'Minority Report' Technology Comes a Step Closer to Reality

By Rory J. Thompson April 30, 2014

In the 2002 sci-fi film “Minority Report,” Tom Cruise plays a futuristic police chief who manipulates multiple virtual computer screens by waving his hands in front of them. He looks like a maestro conducting an orchestra, and the resulting visual is pretty stunning.

Fast-forward now to 12 years later, and Cruise’s fiction appears to be becoming reality…of a sort.

According to a report in PCWorld, “Microsoft’s research division has developed a keyboard that can interpret basic hand gestures, potentially bridging a gap between touch devices and more traditional input methods.” How this will play out for the general public remains to be seen, but the possibilities and opportunities for an expansion of this technology seem endless.

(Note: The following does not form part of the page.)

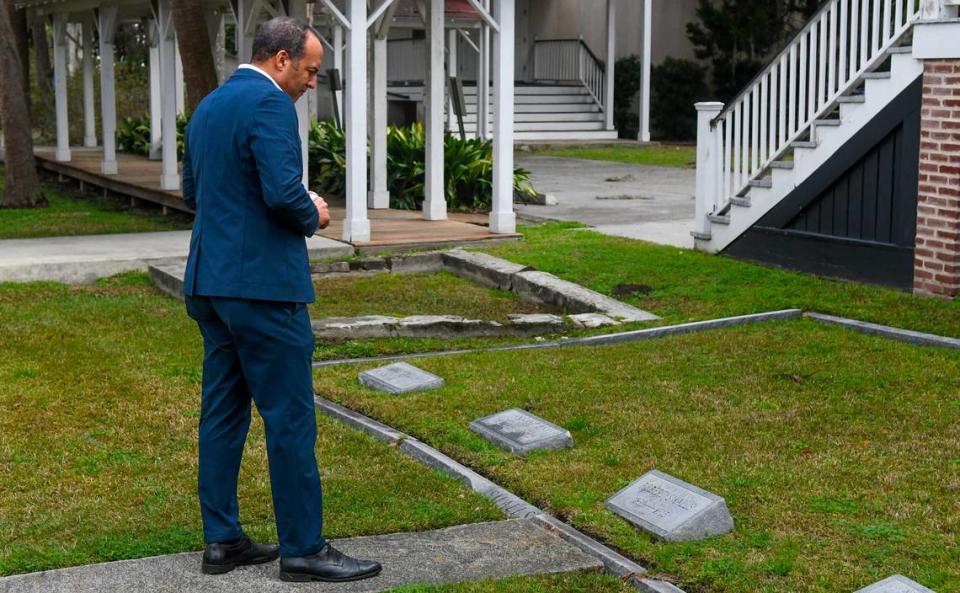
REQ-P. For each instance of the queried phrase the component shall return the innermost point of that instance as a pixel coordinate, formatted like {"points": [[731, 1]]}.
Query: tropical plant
{"points": [[468, 167], [133, 135]]}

“Presented at the Computer Human Interaction (CHI) conference in Toronto, the prototype keyboard has 64 sensors that detect the movement of hands as they brush over the top of the keyboard,” PCWorld says. “Swiping a hand over the left or right side, for instance, can bring up left and right side menus in Windows 8. The main goal is for users to be able to keep their hands on or very close to the keyboard while typing and using input gestures,” Stuart Taylor, a Microsoft senior research engineer, told the publication.


Tom Cruise in "Minority Report." Image via The Telegraph

While using fingers or hands to scroll though pictures or menus on a smart device is commonplace, keyboards are another issue.

The Microsoft team has been working on the project for about 18 months and will continue to refine the gesture interpretation, PCWorld says. “The sensors on the keyboard are in pairs, with one sensor emitting infrared light and the other reading the light reflected back. It’s not unlike the technology in Microsoft’s Kinect gaming system.”

As the unit is still in the beta stage, there are no public, long-term plans for commercialization, Microsoft has said.  But with touchless keyboards at hand (so to speak), can other touchless apps be far behind?